NFL illegal touching, explained: What is 'reporting as eligible'?
By Josh Wilson
The NFL's Week 17 iteration of Monday Night Football (that fell on Saturday night, before the Sunday games, yes, I'm as confused as you are as to what day of the week it is) lived up to the hype, until it didn't. The game was closely contested and down to the wire, but the spotlight would be on a controversial penalty called on a two-point conversion that the Detroit Lions completed that would have put them ahead of the Dallas Cowboys with less than a minute on the clock.
We detailed the full controversy of that specific play and penalty here.
The penalty was called illegal touching, and if you're confused about that term or what the penalty is, that's understandable. The penalty (which is actually fully named: Illegal touching of a forward pass) had been called just twice this season before the controversial Lions penalty, and it was called seven times all of last year.
Since the year 2000 season, it has been called a grand total of 152 times.
What is illegal touching?
In layman's terms, only a select group of players can normally legally touch the ball on a forward passing play, typically, that is players who are numbered 0-49 and 80-89 and on the ends of the lines.
Here it is a bit more technically, straight from the NFL's rulebook:
It is a foul for illegal touching if a forward pass (legal or illegal)
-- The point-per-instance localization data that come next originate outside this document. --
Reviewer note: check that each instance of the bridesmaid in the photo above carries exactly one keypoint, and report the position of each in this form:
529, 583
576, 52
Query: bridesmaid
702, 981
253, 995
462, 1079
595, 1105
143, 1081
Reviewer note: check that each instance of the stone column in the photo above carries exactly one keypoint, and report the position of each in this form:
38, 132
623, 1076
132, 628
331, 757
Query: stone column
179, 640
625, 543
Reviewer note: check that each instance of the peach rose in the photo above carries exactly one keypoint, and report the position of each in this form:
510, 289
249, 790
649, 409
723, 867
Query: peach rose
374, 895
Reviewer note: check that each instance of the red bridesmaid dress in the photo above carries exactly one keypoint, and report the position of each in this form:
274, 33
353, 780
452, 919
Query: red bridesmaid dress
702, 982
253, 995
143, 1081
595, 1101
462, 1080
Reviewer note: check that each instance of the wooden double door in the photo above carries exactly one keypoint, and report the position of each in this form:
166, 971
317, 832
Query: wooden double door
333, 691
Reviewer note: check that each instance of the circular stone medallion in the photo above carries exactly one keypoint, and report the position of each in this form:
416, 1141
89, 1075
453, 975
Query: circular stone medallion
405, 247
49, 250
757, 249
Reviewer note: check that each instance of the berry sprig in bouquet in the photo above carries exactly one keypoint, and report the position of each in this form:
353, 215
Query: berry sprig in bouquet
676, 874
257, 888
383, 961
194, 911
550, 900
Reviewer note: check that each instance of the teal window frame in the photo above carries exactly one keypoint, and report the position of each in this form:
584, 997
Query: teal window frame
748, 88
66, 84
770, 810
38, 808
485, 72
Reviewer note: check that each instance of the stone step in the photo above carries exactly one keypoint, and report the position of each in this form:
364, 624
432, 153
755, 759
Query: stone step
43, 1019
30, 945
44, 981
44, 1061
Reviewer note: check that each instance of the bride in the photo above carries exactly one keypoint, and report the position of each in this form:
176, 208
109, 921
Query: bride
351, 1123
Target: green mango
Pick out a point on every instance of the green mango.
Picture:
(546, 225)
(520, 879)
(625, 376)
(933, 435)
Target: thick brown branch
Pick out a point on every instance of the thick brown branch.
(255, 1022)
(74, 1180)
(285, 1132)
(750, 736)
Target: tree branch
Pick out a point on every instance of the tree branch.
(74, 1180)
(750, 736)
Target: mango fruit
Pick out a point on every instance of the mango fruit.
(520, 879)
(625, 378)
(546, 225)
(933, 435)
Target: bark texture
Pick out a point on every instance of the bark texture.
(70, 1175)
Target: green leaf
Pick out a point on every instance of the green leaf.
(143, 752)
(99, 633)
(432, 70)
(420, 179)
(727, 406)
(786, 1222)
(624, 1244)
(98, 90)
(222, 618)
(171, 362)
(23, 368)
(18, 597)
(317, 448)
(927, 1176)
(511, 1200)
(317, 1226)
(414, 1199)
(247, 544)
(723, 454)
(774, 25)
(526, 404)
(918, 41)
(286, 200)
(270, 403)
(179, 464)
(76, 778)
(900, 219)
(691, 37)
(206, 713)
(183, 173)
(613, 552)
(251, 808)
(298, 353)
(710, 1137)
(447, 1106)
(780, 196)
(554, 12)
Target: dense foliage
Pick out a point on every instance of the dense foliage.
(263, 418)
thrown from behind the line of scrimmage:
(a) is first touched intentionally or is caught by an originally ineligible offensive player. If such a pass is caught, it is a live ball; or
(b) first touches or is caught by an eligible offensive receiver who has gone out of bounds, either of his own volition or by being
legally forced out of bounds, and has re-established himself inbounds. If such a pass is caught, it is a live ball.
Here is who is eligible:
Offensive players who are legally at least one yard behind the line at the snap, provided they either have the numbers of eligible players (0–49 and 80–89) or have legally reported to play a position in the backfield;
What is 'reporting as eligible' in NFL?
If a player who is not, by default, an eligible player and the team wishes to use him as a receiving player, the player needs to "report" himself as eligible to the referee before the play starts. They need to verbally let the official know they wish to be recognized as eligible.
Then, the player is announced as eligible over the loudspeaker so the defense is aware the player is eligible to catch a forward pass. Oftentimes, this announcement is not heard on television broadcasts.
For the Lions controversy in Week 17, player No. 70 was reported as eligible over the loudspeaker, however, No. 70 (Dan Skipper) was incredulous and believed to have said he never said anything to the referee. The Lions believed No. 68 was to be the actually eligible receiver outside of the norm on the play.